Panini Linked Data - Using SPARQL

NOTE: This post was originally published as part of a series of posts on the blog of Talis Systems. However, since that website is eventually going to go offline, I have decided to move the post over here. New parts of the series will be published on datalysator.com. All references and links to Kasabi are no longer working (the service has unfortunately been taken offline), and will be replaced with alternatives.

Again

Well, the English penalty curse persists, despite all those practice sessions – England is out of the EURO. That’s quite disappointing (if you’re an England supporter), but at least it looks like we have some interesting semi-finals ahead of us later this week!

Where were we?

In the previous post, we created some RDF data about EURO2012 Panini stickers from tab-separated value (TSV) files gathered from various websites. We used the Vertere conversion tool to do this. The data we get from this is already a good starting point, but we could add some more data to have a richer dataset to use for an interesting app. On the one hand, there is some implicit information in the data which we should make explicit to make it usable. On the other hand, there is other data out there on the Web of Data which we might want to link to, in order to enrich our own dataset. In this post, we’re going to address the first issue: taking the dataset as it is and deriving some additional data from it. This may sound like reasoning to some of you, but in fact we’re going to do something much simpler: we’re going to use a couple of SPARQL queries to create new data based on the old. Also in this post, we’re going to publish our dataset online, using the Kasabi data marketplace.

Reviewing what we have

Let’s have a look at the data we have at this stage. We have:

  • a resource for each sticker, with
    • a label (from the original Panini data),
    • the sticker type (also derived from the Panini source data), and
    • a code (from the stickermanager.com data), most often a country code. Since it’s not always a country code, we use the generic skos:notation property for this.
  • a resource for each sticker type
    • a label for each type
    • each type is a subclass of a generic panini:Sticker class

Here is an example of our data in Turtle notation:

<http://data.kasabi.com/dataset/panini-stickers/euro/2012/sticker/241>
    a panini:Player_sticker ;
    rdfs:label "Mesut Özil" ;
    skos:notation "GER" ;
.

panini:Player_sticker
    a owl:Class ;
    rdfs:label "Player Sticker"@en ;
    rdfs:subClassOf panini:Sticker ;
.	

What could we Add?

Of course, this data is all about the stickers themselves. However, each sticker actually depicts something in the real world: a player, a team, a stadium, etc. What I’d like to do is create resources for these things as well and link the stickers to them. So, for each player sticker, I would like to have a resource for the actual player itself. For each team sticker, I want a resource for the team itself, etc. The figure below shows what I have in mind; the next paragraphs will show how to achieve this using SPARQL.
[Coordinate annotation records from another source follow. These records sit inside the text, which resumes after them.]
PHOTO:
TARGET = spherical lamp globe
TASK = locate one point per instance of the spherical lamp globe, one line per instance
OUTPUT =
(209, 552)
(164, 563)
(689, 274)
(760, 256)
Panini Sticker Linked Data

Creating New Data with SPARQL

SPARQL is mostly known as a query language for RDF. However, by using the CONSTRUCT keyword, we can also create new RDF based on our existing RDF graph. So how would we create the additional triples shown above? First, I need to decide which vocabulary to use for the real-world objects I want to model.

Players

For the players, I’ll use the FOAF vocabulary, since that is widely used as a starting point for modelling people. FOAF also provides me with the foaf:depicts property, which says that something (e.g., a Panini sticker) depicts something else (e.g., a football player). With that out of the way, here is the query we need:

PREFIX foaf: <http://xmlns.com/foaf/0.1/>
PREFIX panini: <http://data.kasabi.com/dataset/panini-stickers/schema/>
PREFIX rdfs: <http://www.w3.org/2000/01/rdf-schema#>

CONSTRUCT {
    ?player a foaf:Person ;
        foaf:name ?sticker_label .

    ?sticker panini:depicts ?player .    
} WHERE {
    ?sticker a panini:Player_sticker ;
        rdfs:label ?sticker_label .

    BIND (
        IRI(
            CONCAT(
                "http://data.kasabi.com/dataset/panini-stickers/player/", 
                ENCODE_FOR_URI(?sticker_label)
        )
    ) AS ?player) .
}

Let’s have a look at what’s going on here. The WHERE clause is where we grab the bits of our data that we need to construct the new triples. We’re looking for things that are panini:Player_stickers (we don’t want to do anything with the teams, stadiums or other kinds of stickers in this query) and their labels. Then I’m using a nice new addition to SPARQL 1.1: the BIND AS feature. This is a really useful addition to SPARQL, as it greatly increases your possibilities in creating new RDF with SPARQL In fact, I don’t think there is a way to do the same thing in SPARQL 1.0.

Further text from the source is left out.